Tonight,  I thought,  "I should just go on." And then I thought,  "No, you should pray." I wondered what compels me so strongly to read Facebook and I thought,  it's a desire to have an outlet.  I want a place to disconnect from reality and be free of present circumstances or worries. I can ansent-mindedly scroll and pretend like I've "done" something.  But it's not what my heart really needs.  And this fast is a regular reminder of that.

What my heart needs is God. If I'm  lonely,  if I'm hurting,  if I want to check out. ..I need God. And so, through this fast, I check in with God instead of Facebook, praying for my true needs to be met and praying for all those who are on my heart. 

Wednesday, November 5, 2014

Facebook faith group



This is a little "Faithbook" Experiment in progress....


A couple of months ago, I joined a health/fitness group to gain some accountability and encouragement for exercise and diet.  We were encouraged to post selfies “post workout” and pictures of the food we ate.  We also encouraged others in the group for making good choices and sticking with their workout.  Each day there were mini-challenges that helped us with fitness (maybe doing 40 squats, or 50 sit ups, or drinking more water).  I didn’t do it all EVERY day, but I did it enough that it has made a significant difference in my health, lack of pain, and weight loss.  And as I did the group, I couldn’t help but think, this is a great model, we could use it for faith!  There were 2 coaches in the group that posted the challenges and helped both with their example and with encouragement and we were there to improve our health.  There were skinny folks and bigger folks, folks who already worked out daily and others who were just getting started.  It was tempting sometimes to compare myself to them, but really, it was about me, doing these things for me, regardless of their size or weight or choices.  It became a great place for me to be accountable in achieving my goals. And, on the days when I didn't want to get out of bed, I had others who posted their work out posts, reminding me it was worth it!

So, as I thought about a faith group, my hope was to have a group of folks with a clear desire to be better/stronger/more faithful in who they are in their relationship with God.  I wanted there to be a place for accountability and encouragement that allowed for some interesting and fun ways to engage faith.  I realize that, like the health group, joining won’t mean everyone does everything every day, but maybe we are encouraged to do something at least a few days of the week and that can lead to growing in our relationship with God.  And, I realize we are all in different places. Some of us may have a daily habit of prayer, others may not. Some may have a place where they serve regularly, others may not.  It’s not about who is the better Christian. It’s about being intentional and accountable in growing for ourselves.  

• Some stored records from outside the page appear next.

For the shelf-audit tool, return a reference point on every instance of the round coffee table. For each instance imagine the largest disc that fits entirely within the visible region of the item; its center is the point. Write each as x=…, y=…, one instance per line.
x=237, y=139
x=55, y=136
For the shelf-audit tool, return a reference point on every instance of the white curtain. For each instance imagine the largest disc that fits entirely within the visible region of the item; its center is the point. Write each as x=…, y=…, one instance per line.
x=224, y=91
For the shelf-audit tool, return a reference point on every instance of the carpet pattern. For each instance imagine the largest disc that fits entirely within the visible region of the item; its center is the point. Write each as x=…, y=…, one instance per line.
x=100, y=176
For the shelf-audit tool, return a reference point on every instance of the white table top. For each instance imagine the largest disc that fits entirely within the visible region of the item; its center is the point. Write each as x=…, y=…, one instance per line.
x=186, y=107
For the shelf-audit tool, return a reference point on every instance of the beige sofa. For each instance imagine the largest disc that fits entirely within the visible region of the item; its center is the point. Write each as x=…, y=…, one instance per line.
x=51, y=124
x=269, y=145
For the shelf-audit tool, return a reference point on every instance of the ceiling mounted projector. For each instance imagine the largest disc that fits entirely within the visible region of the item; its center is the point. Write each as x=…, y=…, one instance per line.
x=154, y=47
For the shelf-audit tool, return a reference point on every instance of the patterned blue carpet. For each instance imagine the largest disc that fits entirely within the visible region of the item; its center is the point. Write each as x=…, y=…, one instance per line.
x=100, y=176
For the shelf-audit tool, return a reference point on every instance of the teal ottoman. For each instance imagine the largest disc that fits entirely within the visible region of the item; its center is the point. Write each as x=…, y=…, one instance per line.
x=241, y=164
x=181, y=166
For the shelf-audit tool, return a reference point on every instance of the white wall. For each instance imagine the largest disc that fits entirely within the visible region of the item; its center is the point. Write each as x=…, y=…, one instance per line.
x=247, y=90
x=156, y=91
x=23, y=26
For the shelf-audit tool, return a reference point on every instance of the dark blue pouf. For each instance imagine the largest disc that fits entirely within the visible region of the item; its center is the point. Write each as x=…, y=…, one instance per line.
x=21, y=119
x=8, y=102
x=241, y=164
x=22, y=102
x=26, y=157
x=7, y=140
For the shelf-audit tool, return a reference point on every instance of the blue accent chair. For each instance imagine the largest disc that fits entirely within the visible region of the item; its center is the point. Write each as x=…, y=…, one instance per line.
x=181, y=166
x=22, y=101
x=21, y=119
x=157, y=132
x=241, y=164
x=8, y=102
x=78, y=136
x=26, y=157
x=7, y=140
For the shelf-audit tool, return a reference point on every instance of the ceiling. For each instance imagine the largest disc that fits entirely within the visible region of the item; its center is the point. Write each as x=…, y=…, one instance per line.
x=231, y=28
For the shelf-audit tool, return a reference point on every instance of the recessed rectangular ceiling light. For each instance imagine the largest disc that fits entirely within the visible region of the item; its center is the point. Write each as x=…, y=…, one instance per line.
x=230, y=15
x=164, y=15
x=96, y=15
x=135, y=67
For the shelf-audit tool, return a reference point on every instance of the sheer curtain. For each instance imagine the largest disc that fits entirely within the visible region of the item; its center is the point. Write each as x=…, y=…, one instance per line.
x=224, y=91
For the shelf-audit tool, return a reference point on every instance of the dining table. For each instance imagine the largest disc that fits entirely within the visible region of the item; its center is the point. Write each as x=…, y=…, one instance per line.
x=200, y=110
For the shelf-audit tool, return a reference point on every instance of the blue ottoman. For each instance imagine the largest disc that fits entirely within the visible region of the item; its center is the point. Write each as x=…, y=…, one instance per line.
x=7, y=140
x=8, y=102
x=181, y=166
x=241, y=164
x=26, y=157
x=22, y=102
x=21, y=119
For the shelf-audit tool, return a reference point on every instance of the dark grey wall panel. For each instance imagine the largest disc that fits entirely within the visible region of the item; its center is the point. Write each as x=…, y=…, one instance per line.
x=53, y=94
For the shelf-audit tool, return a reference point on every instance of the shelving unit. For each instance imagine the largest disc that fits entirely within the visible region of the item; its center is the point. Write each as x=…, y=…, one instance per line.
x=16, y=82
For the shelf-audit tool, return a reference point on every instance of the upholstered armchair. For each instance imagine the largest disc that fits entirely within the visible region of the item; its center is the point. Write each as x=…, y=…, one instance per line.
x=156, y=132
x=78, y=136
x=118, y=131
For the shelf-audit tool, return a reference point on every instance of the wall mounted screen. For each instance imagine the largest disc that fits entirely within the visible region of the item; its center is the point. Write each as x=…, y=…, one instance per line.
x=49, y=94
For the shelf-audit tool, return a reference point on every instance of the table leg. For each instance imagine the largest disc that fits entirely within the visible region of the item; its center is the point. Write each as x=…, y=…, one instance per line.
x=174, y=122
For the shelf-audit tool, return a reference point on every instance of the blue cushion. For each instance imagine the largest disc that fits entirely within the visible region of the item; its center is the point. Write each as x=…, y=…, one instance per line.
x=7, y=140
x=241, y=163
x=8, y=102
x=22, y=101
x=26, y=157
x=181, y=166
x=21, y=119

This is a private group, so what you share isn't visible to everyone of your Facebook friends.  It will be shared within our group and the expectation is that we will respect one another and what is shared.  If we ask for prayer, we should pray for one another without passing on the concern unless we have explicit permission.  If we come with doubts or questions about faith, we should be received with grace and not judgment.  This isn't a group for proving who is right or wrong about scriptural interpretation or theology. It's about helping all of us to grow in our faith.  

This group is not meant to be an excuse or justification for withdrawing from your faith community or church (assuming you're currently active, which is not a requirement).  This is a version of an online cell group.  

Admittedly, while I've done a group like this for fitness, I have not done this type of online faith group.  This is a bit of an experiment to see if it's effective, fruitful, and supportive.  I need your help as we mold and shape the group.  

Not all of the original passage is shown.